While we are sorry to report Jimmie’s death on April 26, 2017, we are very pleased that his wife Ruth has recently donated his wartime log to the Manuscripts & Folklife Archives of WKU’s Special Collections Library. It is both a poignant and inspiring record of Stewart’s life behind barbed wire.
These hardcover journals were somewhat bulky, and many soldiers shed them as unwanted baggage when they, like Jimmie, were moved around from one prison camp to another. But Jimmie took the volume’s instructions to heart. Included in his wartime log were poems, drawings, lists of his fellow prisoners, envelopes from home, German banknotes, and even an official military ballot from the 1944 presidential election.

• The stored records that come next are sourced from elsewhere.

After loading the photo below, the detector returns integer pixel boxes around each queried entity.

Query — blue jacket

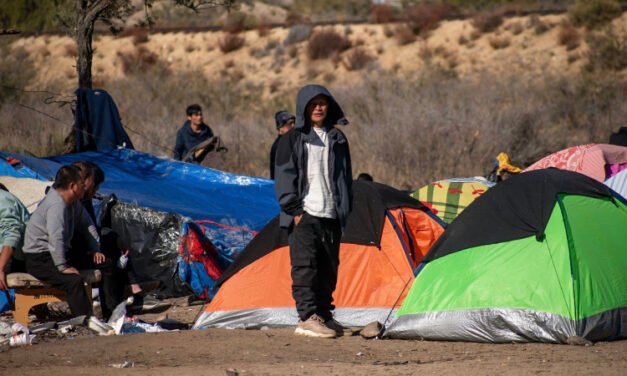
[274,85,353,230]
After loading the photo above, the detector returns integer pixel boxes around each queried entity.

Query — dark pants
[69,230,128,319]
[288,212,341,322]
[24,252,92,318]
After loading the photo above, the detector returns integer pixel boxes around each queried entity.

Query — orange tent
[193,181,445,329]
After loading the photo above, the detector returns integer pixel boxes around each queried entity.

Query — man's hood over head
[295,85,348,130]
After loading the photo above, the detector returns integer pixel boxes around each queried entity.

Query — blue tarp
[0,149,279,245]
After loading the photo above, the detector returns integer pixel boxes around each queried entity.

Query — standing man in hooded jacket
[274,84,352,338]
[173,104,215,162]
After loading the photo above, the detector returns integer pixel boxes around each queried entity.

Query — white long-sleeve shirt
[303,127,336,218]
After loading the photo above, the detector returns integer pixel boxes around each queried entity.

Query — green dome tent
[385,169,627,343]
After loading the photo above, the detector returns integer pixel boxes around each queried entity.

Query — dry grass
[395,24,417,46]
[2,65,625,187]
[558,23,581,51]
[117,46,162,74]
[585,27,627,71]
[472,11,504,34]
[343,47,374,71]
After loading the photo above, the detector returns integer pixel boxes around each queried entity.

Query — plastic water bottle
[117,254,129,269]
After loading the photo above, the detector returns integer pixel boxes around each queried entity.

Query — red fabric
[179,226,223,281]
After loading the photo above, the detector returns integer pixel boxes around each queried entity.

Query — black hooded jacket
[173,121,214,161]
[274,85,353,230]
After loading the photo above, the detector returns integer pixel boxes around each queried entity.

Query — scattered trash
[225,368,239,376]
[0,322,11,337]
[356,352,364,356]
[120,321,168,334]
[110,360,134,368]
[87,316,115,336]
[1,323,37,347]
[28,322,56,334]
[10,332,35,347]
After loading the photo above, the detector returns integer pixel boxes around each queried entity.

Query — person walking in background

Some of the content was created by Stewart in his meticulous hand, while some was added by fellow prisoners. In “Poems by P.O.W.’s,” contributors dream of freedom and of those waiting at home (especially mothers), mourn lost comrades, and warn draft dodgers to “keep away from my girl.” One poem recalls the aftermath of Sidi Bou Zid, a battle in Tunisia that saw a smackdown of American soldiers by more experienced German troops. Its author nevertheless mocked Hitler by using the name of his father, the born-out-of-wedlock Alois Schicklgruber, and promised revenge: So now we’re the guest / Of that Austrian pest / “Shickie” The boy with my heart / But our buddies are coming / To fix up his plumbing / Or maybe to take it apart.
Perhaps most surprising to see are the many photographs in the journal: of camp buildings, Stewart’s fellow prisoners, two young ladies of his acquaintance, and camp activities. When they were not put to work, the men found time to stage musical performances and South Pacific-style theatricals featuring comely fellows in wigs, dresses and five-o’clock shadows.
A loose flyer in the journal told of the approaching end for the Nazis in April 1945: stand your ground, it ordered soldiers who were thinking of putting down their weapons and scattering. For Stewart, fortunately, liberation came in May, then repatriation to Bowling Green, where his wartime log survives to tell his story to the “folks at home.”